During his 2023/2024 budget vote in May, Gungubele announced the State IT Agency will be tasked with rolling out a national broadband project worth at least R6 billion.
Government also plans to deploy close to 10 000 WiFi hotspots to boost connectivity across the country, he said at the time.
In its latest financial results, Telkom posted flat revenue, with earnings up less than 1%, and revealed it planned an asset write-down of R13 billion, through the planned impairment of its businesses Openserve, Telkom Consumer, Gyro and BCX.
According to the company, significant market changes, challenging economic conditions and load-shedding, among other difficulties, have had an adverse effect on the group’s performance.
This has seen growing interest in Telkom and industry competition to buy a stake in SA’s third-biggest mobile operator,because of its extensive infrastructure, data centres and customer base.

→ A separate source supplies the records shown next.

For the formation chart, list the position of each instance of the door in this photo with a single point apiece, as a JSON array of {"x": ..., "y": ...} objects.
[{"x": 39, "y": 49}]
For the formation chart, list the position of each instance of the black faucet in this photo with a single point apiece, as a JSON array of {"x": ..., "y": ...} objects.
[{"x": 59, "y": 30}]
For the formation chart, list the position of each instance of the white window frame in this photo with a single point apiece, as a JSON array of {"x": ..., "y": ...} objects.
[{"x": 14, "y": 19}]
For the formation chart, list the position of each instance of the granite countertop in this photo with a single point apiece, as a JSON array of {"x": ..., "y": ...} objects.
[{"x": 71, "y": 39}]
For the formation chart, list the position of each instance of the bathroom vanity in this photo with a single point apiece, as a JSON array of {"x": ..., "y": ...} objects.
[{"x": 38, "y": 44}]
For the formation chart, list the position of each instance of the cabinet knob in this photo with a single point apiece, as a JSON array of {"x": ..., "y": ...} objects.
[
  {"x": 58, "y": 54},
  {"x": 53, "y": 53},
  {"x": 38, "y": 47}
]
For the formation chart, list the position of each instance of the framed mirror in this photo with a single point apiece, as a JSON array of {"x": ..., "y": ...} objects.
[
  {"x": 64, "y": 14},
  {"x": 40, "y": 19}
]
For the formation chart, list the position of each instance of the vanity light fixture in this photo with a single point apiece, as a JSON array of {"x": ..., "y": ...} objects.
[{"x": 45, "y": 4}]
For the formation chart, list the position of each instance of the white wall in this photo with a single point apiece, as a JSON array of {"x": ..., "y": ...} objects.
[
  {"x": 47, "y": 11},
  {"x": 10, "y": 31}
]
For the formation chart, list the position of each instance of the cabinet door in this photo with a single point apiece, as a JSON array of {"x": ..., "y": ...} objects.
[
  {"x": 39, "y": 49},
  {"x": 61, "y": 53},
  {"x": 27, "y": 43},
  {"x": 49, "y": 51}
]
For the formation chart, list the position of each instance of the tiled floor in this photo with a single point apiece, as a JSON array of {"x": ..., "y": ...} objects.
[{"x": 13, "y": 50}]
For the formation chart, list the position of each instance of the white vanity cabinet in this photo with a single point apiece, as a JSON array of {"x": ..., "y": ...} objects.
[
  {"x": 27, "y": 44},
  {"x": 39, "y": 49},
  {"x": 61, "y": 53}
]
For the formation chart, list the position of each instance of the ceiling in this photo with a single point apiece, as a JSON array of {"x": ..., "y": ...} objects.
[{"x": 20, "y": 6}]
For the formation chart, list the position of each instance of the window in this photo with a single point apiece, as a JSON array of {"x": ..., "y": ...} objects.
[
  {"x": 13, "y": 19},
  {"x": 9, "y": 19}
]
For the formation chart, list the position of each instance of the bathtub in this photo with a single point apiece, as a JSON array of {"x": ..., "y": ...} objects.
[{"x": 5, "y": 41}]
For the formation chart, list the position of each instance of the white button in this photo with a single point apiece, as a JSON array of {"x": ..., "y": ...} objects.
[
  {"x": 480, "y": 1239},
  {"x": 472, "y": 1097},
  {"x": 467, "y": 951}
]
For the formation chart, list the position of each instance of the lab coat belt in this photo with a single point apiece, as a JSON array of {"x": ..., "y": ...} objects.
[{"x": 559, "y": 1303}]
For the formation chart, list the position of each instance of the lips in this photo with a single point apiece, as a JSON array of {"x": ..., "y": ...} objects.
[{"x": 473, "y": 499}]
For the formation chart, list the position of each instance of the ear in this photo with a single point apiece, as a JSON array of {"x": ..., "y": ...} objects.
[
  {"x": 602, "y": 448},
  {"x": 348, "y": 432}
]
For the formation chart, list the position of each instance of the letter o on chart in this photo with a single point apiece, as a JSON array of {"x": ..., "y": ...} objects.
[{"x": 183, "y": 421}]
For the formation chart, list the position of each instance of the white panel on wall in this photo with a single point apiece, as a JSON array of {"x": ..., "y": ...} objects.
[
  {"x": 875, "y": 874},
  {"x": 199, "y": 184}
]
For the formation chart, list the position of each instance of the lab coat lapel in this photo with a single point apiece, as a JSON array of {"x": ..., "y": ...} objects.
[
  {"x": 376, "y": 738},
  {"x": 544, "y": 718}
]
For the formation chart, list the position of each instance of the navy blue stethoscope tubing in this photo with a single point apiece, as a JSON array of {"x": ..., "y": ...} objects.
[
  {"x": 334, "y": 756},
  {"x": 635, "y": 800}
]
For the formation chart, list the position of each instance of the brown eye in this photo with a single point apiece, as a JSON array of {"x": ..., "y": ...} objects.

Earlier this month, Telkom rejected a bid for a controlling stake in the company by a consortium led by its former group CEO Sipho Maseko.
Last year, MTN, Africa’s biggest mobile operator, also made moves to buy Telkom. However, MTN walked away from the deal after the telephony group failed to provide it with assurances around exclusivity.
In January, Telkom and Rain terminated discussions relating to Rain’s proposal to merge with the majority state-owned telephony group.
Responding to a question on the criteria of an ideal shareholder, Telkom Group chairman Geoffrey Qhena commented that the telco would be willing to consider a partner who shares government’s interest in harvesting Telkom’s infrastructure to connect the country, among other qualities.
“We accept that there has been under-performance [of Telkom] particularly this year, but that has been largely driven by the impairment and we do not see that repeating,” noted Qhena.
“When we look at the offers we receive, if we feel, as a board, that this will not be to the benefit of our shareholders, then we will not accept it.We know what the value of Telkom is and there is a lot of potential in the role Telkom can play in ensuring South Africans benefits from thisrelationship we have with government.”